Citations sur Au péril de la mer (71)
Plus que des maisons de pierre et de bois nous habitons d'abord des maisons de mots, tremblantes et pleines de jours.On dit je t'aime pour se réchauffer; on dit orange, et l'on sent ses doigts; on dit il pleut pour le plaisir de rester à l'intérieur, pelotonné près de la lumière du mot livre.( Livre, qui vient de liber: la partie vivante de l'écorce d'un arbre, mais aussi liberté.)
Plus que des maisons de pierre et de bois, nous habitons d'abord des cabanes de mots, tremblantes et pleines de jour. On dit " je t'aime " pour se réchauffer; on dit "orange", et l'on sent ses doigts; on dit il " pleut " pour le plaisir de rester à l'intérieur, pelotonné prés de la lumière du mot " livre " . ( "Livre " qui vient de liber: la partie vivante de l'écorce d'un arbre, mais aussi" liberté " .)
Longtemps j'ai cherché à comprendre pourquoi le Mont-Saint-Michel m'avait fait si forte impression.
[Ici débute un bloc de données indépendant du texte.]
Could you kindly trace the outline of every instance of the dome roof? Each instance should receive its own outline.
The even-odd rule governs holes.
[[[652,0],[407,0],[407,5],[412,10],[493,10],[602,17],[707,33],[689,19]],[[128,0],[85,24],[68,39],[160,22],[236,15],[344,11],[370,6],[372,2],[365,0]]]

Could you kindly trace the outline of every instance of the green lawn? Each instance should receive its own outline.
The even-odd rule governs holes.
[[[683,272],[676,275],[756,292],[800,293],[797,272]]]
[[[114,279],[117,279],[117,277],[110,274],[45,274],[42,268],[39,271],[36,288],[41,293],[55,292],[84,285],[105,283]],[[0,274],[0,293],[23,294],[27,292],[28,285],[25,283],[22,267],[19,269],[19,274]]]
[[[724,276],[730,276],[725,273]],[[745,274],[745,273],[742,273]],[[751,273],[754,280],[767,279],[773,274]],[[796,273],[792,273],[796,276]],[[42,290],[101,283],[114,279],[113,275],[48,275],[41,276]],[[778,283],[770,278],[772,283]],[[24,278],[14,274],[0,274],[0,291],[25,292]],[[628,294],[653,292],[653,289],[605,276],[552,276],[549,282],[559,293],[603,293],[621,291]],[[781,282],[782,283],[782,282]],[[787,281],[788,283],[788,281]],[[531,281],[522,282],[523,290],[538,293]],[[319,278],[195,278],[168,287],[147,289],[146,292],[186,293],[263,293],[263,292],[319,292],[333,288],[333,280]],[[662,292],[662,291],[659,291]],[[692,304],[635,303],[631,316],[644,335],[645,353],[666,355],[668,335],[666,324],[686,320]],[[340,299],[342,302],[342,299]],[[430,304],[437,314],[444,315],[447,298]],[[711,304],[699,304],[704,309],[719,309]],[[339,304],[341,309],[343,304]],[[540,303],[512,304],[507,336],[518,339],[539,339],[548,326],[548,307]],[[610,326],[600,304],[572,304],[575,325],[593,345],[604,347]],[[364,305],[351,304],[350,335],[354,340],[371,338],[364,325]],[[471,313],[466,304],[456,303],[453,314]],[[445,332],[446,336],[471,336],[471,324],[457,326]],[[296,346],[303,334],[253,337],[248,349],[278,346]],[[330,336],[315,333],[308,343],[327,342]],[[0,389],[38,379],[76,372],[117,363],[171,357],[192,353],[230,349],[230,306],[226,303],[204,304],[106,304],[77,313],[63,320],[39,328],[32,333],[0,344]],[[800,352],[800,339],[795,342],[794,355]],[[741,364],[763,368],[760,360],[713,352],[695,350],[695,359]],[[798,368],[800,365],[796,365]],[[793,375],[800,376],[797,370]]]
Bien sûr, il est majestueux, souverain, grandiose ; mais pourquoi sa découverte était-elle liée dans mon esprit au besoin ou, plus exactement, à la possibilité d'écrire ?C'est que j'étais, pour la première fois, arrivée au pays des livres. Il existait. Je pouvais y vivre.
Entre matines et laudes, il descend une lumière bleue, le temps s'arrête pour reprendre son souffle. Cette heure n'est pas pour le commun des hommes, qui ronflent tranquillement : elle appartient aux malades, aux fous et aux amoureux.
La bougie ne s’éclaire pas elle-même. Sa lumière révèle ce qui se trouve autour d’elle.
(Alto, p.130)
Mon temps autrefois m'appartenait entièrement, et aux livres. Aujourd'hui, chaque minute consacrée à lire ou à écrire est une minute que je ne passe pas avec ma fille ; l'écriture s'accompagne désormais d'une hâte et d'une culpabilité détestables. C'est du temps que je lui dérobe, que je ne retrouverai pas, que j'aurais dû lui consacrer et que je n'aurai jamais passé avec elle. Depuis sa naissance, je me prends à penser au futur antérieur et au conditionnel passé, des temps compliqués qui sont le signe qu'on considère les choses sous un point de vue autre que celui depuis lequel on parle normalement : demain vu comme passé, hier comme possibilité.
Il s'est retouné vers moi mais je ne regardais plus la massive construction de pierre perchée sur ses contreforts; je contemplais son reflet tremblant dans l'eau de la baie. Écrasé par cette grandeur terrible , je m'étais réfugié dans l'abbaye que dessinait le soleil sur le sable. Je préférais l'image à son modèle, l'ombre à la pierre.
Le plus difficile, en essayant d'écrire le passé, [...] c'est d'oublier le monde tel qu'on le connaît ; [...] d'effacer tout ce qui n'était pas encore, tout ce qui existait mais échappait à la vue et à l'entendement.
À ce moment, j'ai compris en un éclair comment il aurait fallu peindre les yeux d'Anna : raser cette abbaye pour en broyer les pierres jusqu'à la dernière, arracher une à une les écailles d'argent au dos des poissons, ouvrir de force les huîtres pour en racler la nacre, vider les yeux des oiseaux habitués de voir le ciel d'en haut, mêler tout cela à l'eau de la mer et à la pluie des nuages au-dessus de la baie, attendre qu'un rayon de soleil vienne y boire, le tuer.
Il faut bien mal dormir pour être accusé de déranger des hommes qui se lèvent toutes les trois heures pour aller prier.